Mt. Pleasant was 4-1 before consecutive losses to Elizabeth Forward, 16-14, and South Park, 30-19, in Weeks 6 and 7.
The Vikings “put up good fights in a lot of tough contests,” Scheuneman said. “The committee felt that they deserved that chance (to compete in the playoffs).”
There was no real disagreement about the top four seeds, which were awarded to Central Valley, North Catholic, Elizabeth Forward and Keystone Oaks.
But the bottom four seeds left some coaches unhappy after the committee seeded South Park fifth, Freeport sixth, Mt. Pleasant seventh and East Allegheny eighth.
That included East Allegheny coach Dom Pecora, whose one-loss team was matched with defending champion Central Valley.
“If I was that bad at making pizza, I would have been out of business,” said Pecora, who owns a restaurant in Trafford. “There is nothing you could possibly say to put multiple three-loss teams ahead of us.”
Scheuneman said the committee avoided first-round conference rematches, so neither East Allegheny nor Freeport could be seeded seventh opposite North Catholic.
“I don’t know if the committee felt they were high enough to be five,” she said. “You have to separate them somehow.”

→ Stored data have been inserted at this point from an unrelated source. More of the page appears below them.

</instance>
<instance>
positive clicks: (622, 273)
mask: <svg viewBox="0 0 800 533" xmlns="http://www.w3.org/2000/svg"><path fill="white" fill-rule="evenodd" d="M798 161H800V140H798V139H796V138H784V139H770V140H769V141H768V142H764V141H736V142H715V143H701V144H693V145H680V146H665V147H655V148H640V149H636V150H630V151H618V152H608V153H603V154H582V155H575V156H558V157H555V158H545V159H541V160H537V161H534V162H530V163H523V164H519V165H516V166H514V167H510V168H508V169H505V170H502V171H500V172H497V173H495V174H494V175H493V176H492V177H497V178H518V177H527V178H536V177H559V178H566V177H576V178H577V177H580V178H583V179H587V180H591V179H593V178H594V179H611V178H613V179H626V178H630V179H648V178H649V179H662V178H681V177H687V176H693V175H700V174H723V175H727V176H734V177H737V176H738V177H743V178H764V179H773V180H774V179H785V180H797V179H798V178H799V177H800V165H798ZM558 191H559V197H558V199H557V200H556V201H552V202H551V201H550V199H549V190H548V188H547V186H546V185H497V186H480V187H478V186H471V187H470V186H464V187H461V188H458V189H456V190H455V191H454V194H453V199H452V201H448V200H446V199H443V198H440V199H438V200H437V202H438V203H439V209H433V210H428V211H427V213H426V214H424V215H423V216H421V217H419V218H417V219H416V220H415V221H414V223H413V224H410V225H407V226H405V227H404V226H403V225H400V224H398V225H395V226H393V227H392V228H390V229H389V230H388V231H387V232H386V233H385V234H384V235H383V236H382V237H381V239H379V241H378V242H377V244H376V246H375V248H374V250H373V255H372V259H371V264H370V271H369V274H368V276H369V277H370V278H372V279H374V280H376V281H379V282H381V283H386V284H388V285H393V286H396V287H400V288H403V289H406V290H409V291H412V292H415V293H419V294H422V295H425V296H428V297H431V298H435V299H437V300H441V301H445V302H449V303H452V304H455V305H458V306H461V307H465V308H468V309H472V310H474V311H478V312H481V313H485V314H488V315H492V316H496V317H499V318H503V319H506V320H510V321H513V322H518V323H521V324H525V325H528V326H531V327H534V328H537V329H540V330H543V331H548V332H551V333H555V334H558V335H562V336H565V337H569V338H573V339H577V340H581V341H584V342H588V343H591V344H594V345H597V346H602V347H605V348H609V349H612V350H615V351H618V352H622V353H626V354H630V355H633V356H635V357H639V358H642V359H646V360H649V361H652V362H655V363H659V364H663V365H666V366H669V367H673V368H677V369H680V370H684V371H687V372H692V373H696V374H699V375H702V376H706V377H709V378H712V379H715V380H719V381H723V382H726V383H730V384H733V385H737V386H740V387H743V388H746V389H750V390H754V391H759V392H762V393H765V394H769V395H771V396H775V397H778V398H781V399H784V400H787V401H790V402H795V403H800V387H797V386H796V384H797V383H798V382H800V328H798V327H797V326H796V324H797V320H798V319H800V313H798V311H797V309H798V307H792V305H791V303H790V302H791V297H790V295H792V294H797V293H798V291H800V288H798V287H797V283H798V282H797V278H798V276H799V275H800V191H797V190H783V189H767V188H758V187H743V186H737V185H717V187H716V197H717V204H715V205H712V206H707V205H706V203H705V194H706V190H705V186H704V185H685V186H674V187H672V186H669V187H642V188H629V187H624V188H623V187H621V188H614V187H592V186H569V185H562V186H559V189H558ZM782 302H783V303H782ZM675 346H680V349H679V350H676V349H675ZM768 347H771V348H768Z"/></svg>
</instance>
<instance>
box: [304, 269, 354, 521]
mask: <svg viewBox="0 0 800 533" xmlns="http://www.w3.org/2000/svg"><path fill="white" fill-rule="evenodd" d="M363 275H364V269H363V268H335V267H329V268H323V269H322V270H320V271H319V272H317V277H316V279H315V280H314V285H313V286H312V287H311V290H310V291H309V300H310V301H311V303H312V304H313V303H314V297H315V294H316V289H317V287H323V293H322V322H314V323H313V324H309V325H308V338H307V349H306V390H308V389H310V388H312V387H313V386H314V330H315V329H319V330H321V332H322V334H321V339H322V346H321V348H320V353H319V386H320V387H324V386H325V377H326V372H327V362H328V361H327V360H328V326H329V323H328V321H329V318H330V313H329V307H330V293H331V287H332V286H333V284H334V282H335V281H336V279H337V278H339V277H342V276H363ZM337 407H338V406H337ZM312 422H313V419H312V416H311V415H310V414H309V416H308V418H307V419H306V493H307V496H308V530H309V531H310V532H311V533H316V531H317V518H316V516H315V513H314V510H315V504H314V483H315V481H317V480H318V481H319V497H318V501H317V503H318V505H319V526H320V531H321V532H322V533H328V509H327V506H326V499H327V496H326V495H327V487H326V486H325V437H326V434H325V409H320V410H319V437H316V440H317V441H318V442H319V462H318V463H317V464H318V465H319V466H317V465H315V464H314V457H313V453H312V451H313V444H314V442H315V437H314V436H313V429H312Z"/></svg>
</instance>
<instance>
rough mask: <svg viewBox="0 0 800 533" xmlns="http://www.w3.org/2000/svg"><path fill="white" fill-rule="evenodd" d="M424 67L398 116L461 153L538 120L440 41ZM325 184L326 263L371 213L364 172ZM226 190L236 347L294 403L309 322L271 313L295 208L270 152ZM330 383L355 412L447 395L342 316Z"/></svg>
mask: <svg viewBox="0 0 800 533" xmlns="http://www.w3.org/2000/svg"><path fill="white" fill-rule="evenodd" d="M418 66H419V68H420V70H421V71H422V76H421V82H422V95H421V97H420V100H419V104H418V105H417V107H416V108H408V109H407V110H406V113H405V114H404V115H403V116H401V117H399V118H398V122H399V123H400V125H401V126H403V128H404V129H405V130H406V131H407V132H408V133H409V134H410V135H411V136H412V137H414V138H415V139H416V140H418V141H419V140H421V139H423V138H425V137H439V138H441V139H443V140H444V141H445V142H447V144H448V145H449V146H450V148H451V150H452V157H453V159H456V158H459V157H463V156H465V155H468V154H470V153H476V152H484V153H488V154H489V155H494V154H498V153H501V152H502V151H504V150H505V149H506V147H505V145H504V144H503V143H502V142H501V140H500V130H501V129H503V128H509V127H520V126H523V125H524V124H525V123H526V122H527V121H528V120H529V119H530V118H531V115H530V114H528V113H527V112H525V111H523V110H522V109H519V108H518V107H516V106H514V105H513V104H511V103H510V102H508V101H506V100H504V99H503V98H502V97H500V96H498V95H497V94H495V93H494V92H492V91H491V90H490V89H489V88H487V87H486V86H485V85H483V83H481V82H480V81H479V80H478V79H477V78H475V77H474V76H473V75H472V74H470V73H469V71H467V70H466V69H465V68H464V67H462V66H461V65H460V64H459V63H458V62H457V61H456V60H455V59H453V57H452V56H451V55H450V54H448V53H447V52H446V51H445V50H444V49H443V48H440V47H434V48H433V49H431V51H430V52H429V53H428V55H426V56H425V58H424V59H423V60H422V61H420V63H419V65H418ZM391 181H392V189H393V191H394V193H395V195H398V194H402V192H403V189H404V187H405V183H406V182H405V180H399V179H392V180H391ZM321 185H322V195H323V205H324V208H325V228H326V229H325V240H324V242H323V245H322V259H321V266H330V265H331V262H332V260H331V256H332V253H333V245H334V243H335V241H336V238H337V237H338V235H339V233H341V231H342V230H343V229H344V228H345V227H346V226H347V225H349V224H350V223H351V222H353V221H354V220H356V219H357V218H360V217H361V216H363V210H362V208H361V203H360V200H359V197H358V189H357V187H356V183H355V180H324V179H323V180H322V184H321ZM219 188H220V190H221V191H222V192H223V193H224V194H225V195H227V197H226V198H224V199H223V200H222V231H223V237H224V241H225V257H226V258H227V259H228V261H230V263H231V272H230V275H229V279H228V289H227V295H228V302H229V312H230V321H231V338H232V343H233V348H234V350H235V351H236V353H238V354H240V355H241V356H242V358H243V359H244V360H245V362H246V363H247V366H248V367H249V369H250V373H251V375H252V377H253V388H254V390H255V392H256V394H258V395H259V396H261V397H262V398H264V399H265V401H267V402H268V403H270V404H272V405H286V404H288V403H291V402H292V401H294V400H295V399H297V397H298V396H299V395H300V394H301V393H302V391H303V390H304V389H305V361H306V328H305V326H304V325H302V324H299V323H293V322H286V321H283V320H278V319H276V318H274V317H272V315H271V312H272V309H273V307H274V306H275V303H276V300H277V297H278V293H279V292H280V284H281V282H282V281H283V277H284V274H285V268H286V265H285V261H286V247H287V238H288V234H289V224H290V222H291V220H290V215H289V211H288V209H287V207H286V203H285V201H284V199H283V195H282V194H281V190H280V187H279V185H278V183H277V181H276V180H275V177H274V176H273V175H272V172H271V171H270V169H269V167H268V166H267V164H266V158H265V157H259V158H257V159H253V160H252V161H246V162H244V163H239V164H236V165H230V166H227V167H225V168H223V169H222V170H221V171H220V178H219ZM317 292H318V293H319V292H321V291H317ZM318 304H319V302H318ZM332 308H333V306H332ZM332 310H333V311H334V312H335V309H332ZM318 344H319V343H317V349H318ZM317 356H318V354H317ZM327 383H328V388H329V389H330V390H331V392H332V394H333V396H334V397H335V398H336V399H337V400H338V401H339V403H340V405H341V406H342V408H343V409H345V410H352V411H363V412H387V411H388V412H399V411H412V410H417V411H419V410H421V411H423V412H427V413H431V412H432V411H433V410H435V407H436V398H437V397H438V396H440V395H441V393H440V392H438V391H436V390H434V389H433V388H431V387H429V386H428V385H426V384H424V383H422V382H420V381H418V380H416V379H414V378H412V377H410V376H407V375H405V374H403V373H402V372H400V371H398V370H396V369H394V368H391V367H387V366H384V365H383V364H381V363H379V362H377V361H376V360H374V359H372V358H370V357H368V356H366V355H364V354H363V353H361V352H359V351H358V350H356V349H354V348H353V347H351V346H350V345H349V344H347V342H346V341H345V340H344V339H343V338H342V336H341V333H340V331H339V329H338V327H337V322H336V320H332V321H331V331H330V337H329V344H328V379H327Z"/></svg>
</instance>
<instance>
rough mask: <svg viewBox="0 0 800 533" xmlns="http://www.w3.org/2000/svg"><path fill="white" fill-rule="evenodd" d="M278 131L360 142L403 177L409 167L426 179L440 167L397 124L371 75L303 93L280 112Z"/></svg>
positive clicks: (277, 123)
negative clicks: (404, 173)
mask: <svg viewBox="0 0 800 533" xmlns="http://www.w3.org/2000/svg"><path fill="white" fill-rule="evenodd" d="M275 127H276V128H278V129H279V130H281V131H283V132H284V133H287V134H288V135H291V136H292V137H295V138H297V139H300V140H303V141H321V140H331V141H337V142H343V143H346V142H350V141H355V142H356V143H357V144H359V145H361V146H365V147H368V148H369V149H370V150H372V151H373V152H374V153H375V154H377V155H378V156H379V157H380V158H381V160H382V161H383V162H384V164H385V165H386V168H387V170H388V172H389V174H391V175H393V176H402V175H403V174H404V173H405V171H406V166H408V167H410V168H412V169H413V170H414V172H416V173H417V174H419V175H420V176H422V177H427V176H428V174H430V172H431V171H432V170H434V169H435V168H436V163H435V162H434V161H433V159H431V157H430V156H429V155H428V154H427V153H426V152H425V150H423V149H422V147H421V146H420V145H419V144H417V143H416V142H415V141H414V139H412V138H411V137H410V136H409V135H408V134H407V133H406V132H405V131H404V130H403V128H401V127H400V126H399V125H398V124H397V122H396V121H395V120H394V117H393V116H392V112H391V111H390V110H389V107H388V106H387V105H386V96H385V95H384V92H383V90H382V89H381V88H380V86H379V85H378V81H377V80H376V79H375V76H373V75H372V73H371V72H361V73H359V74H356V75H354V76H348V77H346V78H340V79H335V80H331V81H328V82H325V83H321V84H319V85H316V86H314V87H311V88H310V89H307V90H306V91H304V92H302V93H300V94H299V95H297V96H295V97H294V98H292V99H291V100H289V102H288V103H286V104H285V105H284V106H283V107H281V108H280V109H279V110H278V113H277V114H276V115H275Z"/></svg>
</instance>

East Allegheny (5-1, 3-1) and Freeport (3-2, 3-1) tied for second in the Allegheny Seven. Their head-to-head matchup in Week 5 was canceled when Freeport shut down for covid-19 cases, leaving the WPIAL committee to decide second and third in the conference.
The committee seeded Freeport sixth, which Pecora accepted. But he didn’t quietly accept a spot behind Mt. Pleasant and South Park.
“Everybody wants to say the right thing all the time, the politically correct thing. I don’t,” Pecora said. “That’s not me. … They lost not one, not two, but three games — and some of their losses are to teams that didn’t make the playoffs.”
East Allegheny’s loss was to North Catholic, 35-14, in Week 3.
“We’ll go play the Steelers tomorrow if you ask me to,” Pecora said. “I don’t care. It’s not about us being scared. It’s just about being really bad at your job.”